Hougan argues that most of this selling is now nearing completion. If so, Bitcoin may be in the bottoming process. He described the current period as a “typical crypto winter,” which historically precedes a renewed “crypto spring.”
This cyclical interpretation aligns with prior bear markets, where capitulation was followed by extended consolidation and eventual all-time highs.
6. ETF Flows and Institutional Positioning
Spot Bitcoin ETFs have become a structural pillar of the market. Recent improvements in ETF inflows suggest that institutional investors are cautiously re-entering.
However, ETF flows alone may not be sufficient to trigger immediate breakout momentum. Structural capital allocation decisions by pension funds, sovereign wealth funds, and asset managers typically occur gradually.
For readers seeking practical blockchain investment opportunities, this consolidation phase could offer strategic positioning windows:
- Dollar-cost averaging into Bitcoin during range-bound periods.
- Monitoring altcoin rotation triggered by capital returning to risk assets.
- Identifying infrastructure tokens benefiting from ETF ecosystem growth.
Sideways markets often create asymmetric opportunities in emerging sectors such as decentralized physical infrastructure (DePIN), real-world asset tokenization (RWA), and AI-integrated blockchain networks.

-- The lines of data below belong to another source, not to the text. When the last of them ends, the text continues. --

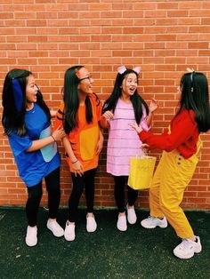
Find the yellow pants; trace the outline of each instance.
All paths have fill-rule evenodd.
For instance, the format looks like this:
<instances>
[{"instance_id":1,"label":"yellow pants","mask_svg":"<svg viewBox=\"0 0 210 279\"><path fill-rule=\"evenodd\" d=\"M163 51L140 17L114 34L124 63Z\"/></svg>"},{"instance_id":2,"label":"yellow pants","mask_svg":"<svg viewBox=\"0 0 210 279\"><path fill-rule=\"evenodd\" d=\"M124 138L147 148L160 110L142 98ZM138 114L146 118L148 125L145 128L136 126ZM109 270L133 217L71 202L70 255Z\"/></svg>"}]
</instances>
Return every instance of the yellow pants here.
<instances>
[{"instance_id":1,"label":"yellow pants","mask_svg":"<svg viewBox=\"0 0 210 279\"><path fill-rule=\"evenodd\" d=\"M185 159L177 150L164 151L157 167L149 189L150 215L166 216L181 238L190 238L194 233L180 203L198 162L198 151Z\"/></svg>"}]
</instances>

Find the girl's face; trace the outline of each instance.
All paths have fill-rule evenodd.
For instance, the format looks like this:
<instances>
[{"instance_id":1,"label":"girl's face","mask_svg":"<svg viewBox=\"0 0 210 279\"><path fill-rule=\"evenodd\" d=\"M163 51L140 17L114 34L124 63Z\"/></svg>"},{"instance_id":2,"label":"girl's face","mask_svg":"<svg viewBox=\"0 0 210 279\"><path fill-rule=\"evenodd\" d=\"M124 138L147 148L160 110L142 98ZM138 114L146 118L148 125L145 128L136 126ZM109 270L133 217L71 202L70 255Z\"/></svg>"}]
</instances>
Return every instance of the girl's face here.
<instances>
[{"instance_id":1,"label":"girl's face","mask_svg":"<svg viewBox=\"0 0 210 279\"><path fill-rule=\"evenodd\" d=\"M26 99L27 99L27 107L29 107L32 103L36 102L37 97L37 86L35 84L35 78L32 75L28 76L27 78L27 86L26 86Z\"/></svg>"},{"instance_id":2,"label":"girl's face","mask_svg":"<svg viewBox=\"0 0 210 279\"><path fill-rule=\"evenodd\" d=\"M79 70L79 79L78 91L81 94L91 94L93 93L92 87L93 78L85 68L81 68Z\"/></svg>"},{"instance_id":3,"label":"girl's face","mask_svg":"<svg viewBox=\"0 0 210 279\"><path fill-rule=\"evenodd\" d=\"M137 89L138 80L134 73L128 74L123 80L122 85L122 94L125 97L131 97L134 94Z\"/></svg>"}]
</instances>

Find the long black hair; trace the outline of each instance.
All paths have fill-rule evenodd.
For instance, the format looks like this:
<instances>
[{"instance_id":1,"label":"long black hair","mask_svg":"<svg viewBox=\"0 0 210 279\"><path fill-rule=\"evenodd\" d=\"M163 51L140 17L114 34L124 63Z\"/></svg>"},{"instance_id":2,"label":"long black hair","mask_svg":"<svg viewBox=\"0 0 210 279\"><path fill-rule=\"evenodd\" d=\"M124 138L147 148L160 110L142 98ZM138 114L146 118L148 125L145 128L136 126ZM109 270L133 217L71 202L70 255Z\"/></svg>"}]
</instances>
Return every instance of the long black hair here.
<instances>
[{"instance_id":1,"label":"long black hair","mask_svg":"<svg viewBox=\"0 0 210 279\"><path fill-rule=\"evenodd\" d=\"M63 126L66 133L69 133L78 127L77 111L79 108L78 84L80 83L78 71L84 68L82 65L73 66L68 68L64 76L63 87ZM95 95L96 96L96 95ZM98 100L97 96L96 99ZM93 121L93 108L88 95L85 100L85 118L89 124Z\"/></svg>"},{"instance_id":2,"label":"long black hair","mask_svg":"<svg viewBox=\"0 0 210 279\"><path fill-rule=\"evenodd\" d=\"M3 117L2 124L4 133L8 136L15 132L20 136L27 132L25 127L26 114L26 87L28 78L33 75L26 69L13 68L10 70L4 79L3 87ZM43 100L40 91L37 92L36 103L43 108L50 120L50 110Z\"/></svg>"},{"instance_id":3,"label":"long black hair","mask_svg":"<svg viewBox=\"0 0 210 279\"><path fill-rule=\"evenodd\" d=\"M182 92L180 108L183 108L195 113L195 120L198 131L206 132L210 129L210 104L208 94L208 82L203 73L187 73L181 78L180 88Z\"/></svg>"},{"instance_id":4,"label":"long black hair","mask_svg":"<svg viewBox=\"0 0 210 279\"><path fill-rule=\"evenodd\" d=\"M111 110L113 113L115 112L117 100L122 95L121 85L123 84L124 79L129 74L135 74L136 78L138 79L138 74L131 68L126 68L126 70L123 74L118 73L116 77L115 85L111 92L111 95L109 96L109 98L108 98L108 100L105 101L103 105L102 114L104 114L107 110ZM140 96L137 90L135 90L133 95L131 96L131 101L134 111L135 121L139 124L143 114L142 104L146 109L147 115L149 114L148 105L145 102L145 100Z\"/></svg>"}]
</instances>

7. Psychological Repair and Market Structure
Markets operate not only on liquidity but also on psychology. A 50% correction inflicts deep emotional damage. Investor confidence does not recover overnight.
Historical data suggests that after major corrections:
- Volatility contracts.
- Trading volumes decline.
- Long-term holders quietly accumulate.
- Retail participation remains subdued.
This phase may last three to six months. During such periods, volatility compression often precedes significant directional breakouts.
[Macro Support Levels]

8. Strategic Implications for Investors
For investors searching for new revenue sources or practical blockchain applications, the current environment demands strategic patience rather than aggressive speculation.
Key approaches include:
- Monitoring liquidity indicators rather than price alone.
- Tracking ETF net inflows weekly.
- Watching macro signals such as interest rate trajectories and dollar strength.
- Evaluating blockchain infrastructure projects benefiting from institutional adoption.
If Bitcoin stabilizes within the $60,000–$70,000 range, capital may rotate into high-conviction altcoin ecosystems. Historically, altcoin cycles begin after Bitcoin establishes range stability.
However, if macro deterioration accelerates, capital preservation strategies may become paramount.
Conclusion
Bitcoin stands at a pivotal moment. Selling pressure appears to be waning, supported by on-chain data and oversold technical indicators. Yet liquidity conditions remain fragile, and macroeconomic uncertainty looms large.
Rather than anticipating an immediate V-shaped recovery, analysts widely expect a prolonged consolidation phase lasting several months. This period may resemble previous crypto winters — psychologically draining but structurally constructive.
For forward-looking investors, consolidation is not stagnation. It is preparation.
If history repeats, the exhaustion of selling pressure will eventually give way to renewed bullish momentum. But patience, liquidity awareness, and disciplined capital allocation will determine who benefits most when the next crypto spring arrives.